Ardent Health, a Brentwood, Tenn.-based hospital group, plans to raise up to $314.6 million in an offering of 14.3 million shares priced between $20 and $22 on the New York Stock Exchange. The company posted $5.5 billion in revenue for the year ending March 31, 2024. EGI-AM Investments, ALH Holdings, and Pure Health Holding back the company.

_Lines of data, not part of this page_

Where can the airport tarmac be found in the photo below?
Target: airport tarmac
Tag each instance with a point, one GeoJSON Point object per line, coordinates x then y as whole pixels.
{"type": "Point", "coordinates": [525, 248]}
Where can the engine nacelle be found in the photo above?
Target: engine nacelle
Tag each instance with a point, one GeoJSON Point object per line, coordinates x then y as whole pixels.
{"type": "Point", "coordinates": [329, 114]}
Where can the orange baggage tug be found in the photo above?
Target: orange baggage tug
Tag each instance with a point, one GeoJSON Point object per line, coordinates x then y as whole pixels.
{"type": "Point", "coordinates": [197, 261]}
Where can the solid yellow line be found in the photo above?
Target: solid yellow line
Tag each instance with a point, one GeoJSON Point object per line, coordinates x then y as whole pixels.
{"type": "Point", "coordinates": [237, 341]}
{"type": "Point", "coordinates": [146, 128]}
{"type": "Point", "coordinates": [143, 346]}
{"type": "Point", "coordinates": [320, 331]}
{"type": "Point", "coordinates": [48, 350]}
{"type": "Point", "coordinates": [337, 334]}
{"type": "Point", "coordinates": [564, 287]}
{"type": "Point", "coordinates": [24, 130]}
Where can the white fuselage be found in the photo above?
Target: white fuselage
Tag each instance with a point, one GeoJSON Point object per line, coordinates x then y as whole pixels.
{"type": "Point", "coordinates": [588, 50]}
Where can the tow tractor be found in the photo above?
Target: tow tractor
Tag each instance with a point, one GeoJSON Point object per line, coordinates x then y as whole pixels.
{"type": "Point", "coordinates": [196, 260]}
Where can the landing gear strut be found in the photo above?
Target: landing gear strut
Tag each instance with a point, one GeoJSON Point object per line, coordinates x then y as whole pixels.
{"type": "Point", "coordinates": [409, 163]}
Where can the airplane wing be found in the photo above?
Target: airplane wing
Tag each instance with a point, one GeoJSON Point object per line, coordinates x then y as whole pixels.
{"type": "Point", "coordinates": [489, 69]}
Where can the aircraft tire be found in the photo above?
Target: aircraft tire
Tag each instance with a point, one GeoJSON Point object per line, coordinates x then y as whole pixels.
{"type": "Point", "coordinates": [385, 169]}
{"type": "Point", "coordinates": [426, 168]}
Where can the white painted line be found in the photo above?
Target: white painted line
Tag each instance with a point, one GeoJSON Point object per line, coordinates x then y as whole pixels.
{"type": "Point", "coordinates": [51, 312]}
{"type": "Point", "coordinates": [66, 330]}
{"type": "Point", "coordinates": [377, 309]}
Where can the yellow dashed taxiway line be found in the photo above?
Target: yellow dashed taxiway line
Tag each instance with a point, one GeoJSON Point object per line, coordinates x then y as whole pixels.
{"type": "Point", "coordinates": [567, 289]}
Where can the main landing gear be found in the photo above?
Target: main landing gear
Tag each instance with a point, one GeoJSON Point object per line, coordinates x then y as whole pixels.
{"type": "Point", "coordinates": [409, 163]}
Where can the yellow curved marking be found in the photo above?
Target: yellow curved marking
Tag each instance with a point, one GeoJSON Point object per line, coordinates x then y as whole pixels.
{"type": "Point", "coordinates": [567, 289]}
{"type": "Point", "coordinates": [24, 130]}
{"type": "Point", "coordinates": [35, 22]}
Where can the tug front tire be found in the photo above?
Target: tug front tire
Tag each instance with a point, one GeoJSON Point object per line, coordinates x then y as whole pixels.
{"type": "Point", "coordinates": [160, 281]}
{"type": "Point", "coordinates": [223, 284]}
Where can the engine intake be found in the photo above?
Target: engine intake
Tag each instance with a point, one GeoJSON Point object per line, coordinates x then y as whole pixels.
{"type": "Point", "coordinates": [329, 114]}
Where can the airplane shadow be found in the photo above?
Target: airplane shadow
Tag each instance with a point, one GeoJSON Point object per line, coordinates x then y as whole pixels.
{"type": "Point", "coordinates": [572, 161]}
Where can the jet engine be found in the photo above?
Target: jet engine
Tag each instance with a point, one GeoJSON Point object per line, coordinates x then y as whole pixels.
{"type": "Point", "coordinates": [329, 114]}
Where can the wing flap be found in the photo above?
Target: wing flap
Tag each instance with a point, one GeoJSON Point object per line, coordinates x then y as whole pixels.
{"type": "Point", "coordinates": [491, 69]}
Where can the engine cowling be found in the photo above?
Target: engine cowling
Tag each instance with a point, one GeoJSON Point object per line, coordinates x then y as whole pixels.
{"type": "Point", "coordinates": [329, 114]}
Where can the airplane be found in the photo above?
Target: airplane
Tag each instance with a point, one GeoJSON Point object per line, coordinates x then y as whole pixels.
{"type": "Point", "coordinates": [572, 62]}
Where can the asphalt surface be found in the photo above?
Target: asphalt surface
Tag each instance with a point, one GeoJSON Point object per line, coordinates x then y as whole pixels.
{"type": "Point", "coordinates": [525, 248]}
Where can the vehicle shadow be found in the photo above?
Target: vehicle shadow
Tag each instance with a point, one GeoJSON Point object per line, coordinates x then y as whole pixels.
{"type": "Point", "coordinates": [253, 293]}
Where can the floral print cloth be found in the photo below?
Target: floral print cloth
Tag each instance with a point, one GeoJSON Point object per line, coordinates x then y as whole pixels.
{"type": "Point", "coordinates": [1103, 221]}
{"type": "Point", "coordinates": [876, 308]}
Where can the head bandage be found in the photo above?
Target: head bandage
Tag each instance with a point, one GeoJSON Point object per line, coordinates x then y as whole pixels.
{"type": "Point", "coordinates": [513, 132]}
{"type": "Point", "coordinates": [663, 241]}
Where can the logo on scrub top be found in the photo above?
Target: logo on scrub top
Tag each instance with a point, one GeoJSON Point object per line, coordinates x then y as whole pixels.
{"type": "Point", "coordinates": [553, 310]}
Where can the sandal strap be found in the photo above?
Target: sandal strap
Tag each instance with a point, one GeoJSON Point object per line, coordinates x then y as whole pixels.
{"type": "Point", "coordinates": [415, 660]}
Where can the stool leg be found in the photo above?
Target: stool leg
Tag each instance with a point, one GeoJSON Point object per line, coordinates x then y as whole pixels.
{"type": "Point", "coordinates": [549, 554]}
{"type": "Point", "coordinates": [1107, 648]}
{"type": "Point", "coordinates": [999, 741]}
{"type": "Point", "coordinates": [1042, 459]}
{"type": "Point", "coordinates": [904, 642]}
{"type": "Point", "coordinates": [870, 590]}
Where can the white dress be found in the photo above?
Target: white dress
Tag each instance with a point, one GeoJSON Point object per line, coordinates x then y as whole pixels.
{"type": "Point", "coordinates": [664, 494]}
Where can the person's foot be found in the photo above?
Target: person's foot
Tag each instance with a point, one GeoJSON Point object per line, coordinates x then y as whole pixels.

TWFG, a The Woodlands, Texas-based personal and commercial insurance company, plans to raise up to $167 million in an offering of 11 million shares priced between $14 and $16 on the Nasdaq. The company posted $179 million in revenue for the year ending March 31, 2024. Bunch Family Holdings and RenaissanceRE Ventures back the company. 

FUNDS + FUNDS OF FUNDS

Monomoy Capital Partners, a New York City and Greenwich, Conn.-based private equity firm, raised $1.6 billion for its fifth fund focused on manufacturing, distribution, and business services companies.

Avesi Partners, a Stamford, Conn. and Richmond, Va.-based private equity firm, raised $1.35 billion for its second fund focused on healthcare and business services companies. 

PEOPLE

Delos Capital, a New York City-based private equity firm, hired Ari Lefkovits and Andrew Schweibold as co-managing directors. Formerly, Lefkovits was with Lazard and Schweibold was with BoldRose Capital.

Updata Partners, a Washington, D.C.-based private equity firm, promoted Mary Hampton McNeal to vice president and Ryan Bernard to senior associate.

645 Ventures, a New York City and San Francisco-based venture capital firm, promoted Jonathan Smith to principal.